Semicolon/Strichpunkt

It was reported in the Guardian this week that the French regret the decline of the semicolon and blame it on the increasing use of English. See Céline’s translation weblog and Baroque in Hackney.

The French term is point-virgule, the German Semikolon or Strichpunkt.

Why is it not Punktstrich, you ask? Well, I have seen a German writing a semicolon, and they really did do the comma before the full stop.

Confirmations and even denials welcome.

14 thoughts on “Semicolon/Strichpunkt

  1. “Well, I have seen a German writing a semicolon, and they really did do the comma before the full stop.” Meaning, you don’t? Are you dotting your i’s before writing them, too? :-)

    • I write it from top to bottom. So you confirm my suspicions for Austria too? In which direction do you write a colon?

      No, I do the I before the dot. So am I to assume that German speakers see the dot in a semi-colon in the same way as a dot or an umlaut?

      • I don’t know if I can speak for all of Austria, but, yes, I write it as dotted comma, so to speak. The colon, on the other hand, I write from top to bottom.

        “No, I do the I before the dot. So am I to assume that German speakers see the dot in a semi-colon in the same way as a dot or an umlaut?” That’s an interesting question. I have always considered it as, as I’ve said, perhaps a special kind of comma, but then I really never thought about it all that much.

          • A confession: I, too, write the comma before the dot.
            I am sure this habit pre-dates my knowledge of German (I learned my first German word at age 13 – I could write long before that, and I was almost 18 before I trod German soil for the first time in my life).
            Subjectively, it “feels” like I am putting the larger symbols on paper first to make sure that I have enough space for them, and leaving the smaller bit (the dot) to last, because it is easy to find space for it.
            I have assimilated one or two superficial features of German handwriting (notably for 1, 7 and Z), but my handwriting in general does not look German in style, and I am rock-solid convinced that my semicolon craft is British in origin (and interested to learn that there is another British convention).

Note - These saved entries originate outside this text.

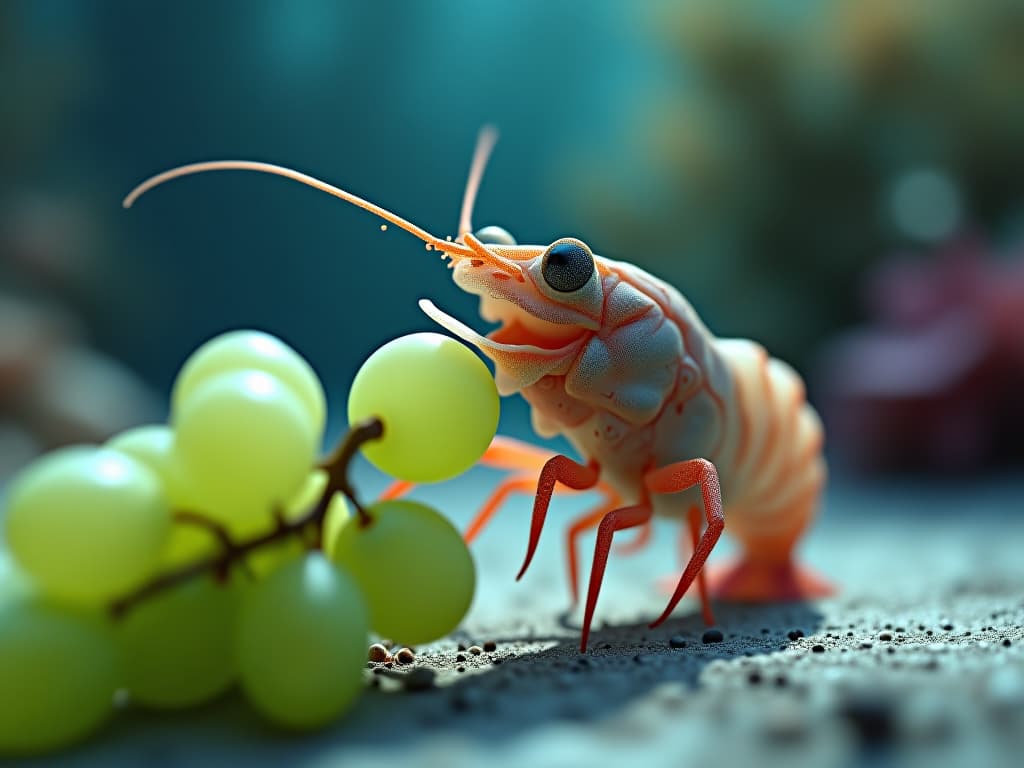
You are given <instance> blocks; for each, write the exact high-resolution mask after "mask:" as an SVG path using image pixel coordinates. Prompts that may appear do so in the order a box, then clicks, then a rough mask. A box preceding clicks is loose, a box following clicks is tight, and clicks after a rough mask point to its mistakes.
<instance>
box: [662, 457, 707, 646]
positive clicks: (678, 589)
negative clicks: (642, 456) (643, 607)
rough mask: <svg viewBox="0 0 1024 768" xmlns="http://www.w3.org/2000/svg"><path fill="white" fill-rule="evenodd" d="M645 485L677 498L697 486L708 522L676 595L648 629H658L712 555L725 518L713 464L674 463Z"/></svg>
mask: <svg viewBox="0 0 1024 768" xmlns="http://www.w3.org/2000/svg"><path fill="white" fill-rule="evenodd" d="M644 482H645V484H646V486H647V488H648V489H649V490H650V492H651V493H652V494H677V493H679V492H681V490H685V489H686V488H689V487H692V486H694V485H698V486H699V487H700V494H701V496H702V498H703V507H705V517H706V518H707V521H708V525H707V527H706V528H705V530H703V534H701V535H700V537H699V539H698V540H697V543H696V544H695V545H694V547H693V554H692V555H691V556H690V561H689V562H688V563H687V564H686V568H685V569H684V570H683V573H682V575H681V577H680V578H679V583H678V584H677V585H676V591H675V592H674V593H673V594H672V597H671V598H670V600H669V604H668V605H667V606H666V608H665V610H664V611H663V612H662V615H660V616H658V617H657V618H656V620H655V621H654V622H653V623H651V625H650V626H651V627H657V626H658V625H659V624H662V623H663V622H664V621H665V620H666V618H668V617H669V614H670V613H672V611H673V610H674V609H675V607H676V605H677V604H678V603H679V601H680V600H681V599H682V598H683V595H685V594H686V590H688V589H689V588H690V585H691V584H692V583H693V580H694V579H696V577H697V574H698V573H699V572H700V569H701V568H702V567H703V565H705V562H707V560H708V555H710V554H711V551H712V549H714V548H715V544H716V543H718V540H719V538H720V537H721V536H722V529H723V528H724V527H725V514H724V512H723V510H722V489H721V487H720V485H719V482H718V471H717V470H716V469H715V465H714V464H712V463H711V462H709V461H706V460H705V459H691V460H689V461H684V462H676V463H675V464H670V465H668V466H666V467H662V468H660V469H655V470H652V471H651V472H648V473H647V475H646V476H645V477H644ZM708 615H709V614H708V613H707V612H706V614H705V617H706V618H707V617H708Z"/></svg>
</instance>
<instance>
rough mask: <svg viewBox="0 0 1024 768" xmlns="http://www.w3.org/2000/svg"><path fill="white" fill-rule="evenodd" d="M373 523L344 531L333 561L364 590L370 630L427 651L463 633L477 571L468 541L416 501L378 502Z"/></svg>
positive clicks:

  2. Blame instead the decline of the French semi-colon on the increasing MIS-use of English punctuation, using instead dashes – a colon : or a full stop. Also that – often wrongly – assumes English punctuation impacts on the punctuation of other lingos which have their own system.

    At the moment, there is reportedly a Spanish/English mega-contract row over this very point: (note the colon and not semi-colon)

    ‘In the event of disputes, the parties shall first refer the contentious point to a court of law; and in (the) final instance (en ultima instancia) to the ICC in Paris as an arbitration body’. The Spanish, as written, may mean the ICC is the ultimate arbiter over Courts of Law*;* or, as punctuated, the ICC is an alternative avenue, as arbitration is meant to be. One party is complaining that the other party went straight to ICC arbitration and claims the courts should have been resorted to first.

  3. Margaret, I must admit the artilce feels as though you’re thinking that writing the dot first, then the comma, would be the orthodox, even the only proper way to write a semicolon, and only weird Germans (Austrians) would dare to write otherwise. Do British schools teach it that way?

    To my mind, too, the semicolon is somewhat of a comma with an additional dot to it. So I feel it would be natural to write the comma first.

    • I fear you are right about me regarding the German practice as odd (if it is the German practice). That was certainly my first reaction. I still think the one method is more common among German speakers and the other among English speakers, and apparently French speakers too.

      I can see the logic of writing the longer comma first. And I have no memory of being told how to write it – and Victor writes it differently from me, and guest writes it differently from other German speakers I have encountered. The only evidence of sequence I have is for i and t, when we talk about ‘dotting your i’s and crossing your t’s’, which makes me think (perhaps incorrectly) that the upstroke is there first.

  4. Interesting topic… I am german and I write the comma before the dot. I am not sure if I learned it that way in school or if it is only a habit of mine.

    I think it has to do something with the affinity to the i (nearly an italic i) for me.
    And I was thinking the majority is writing it that way but I never really thought about it before.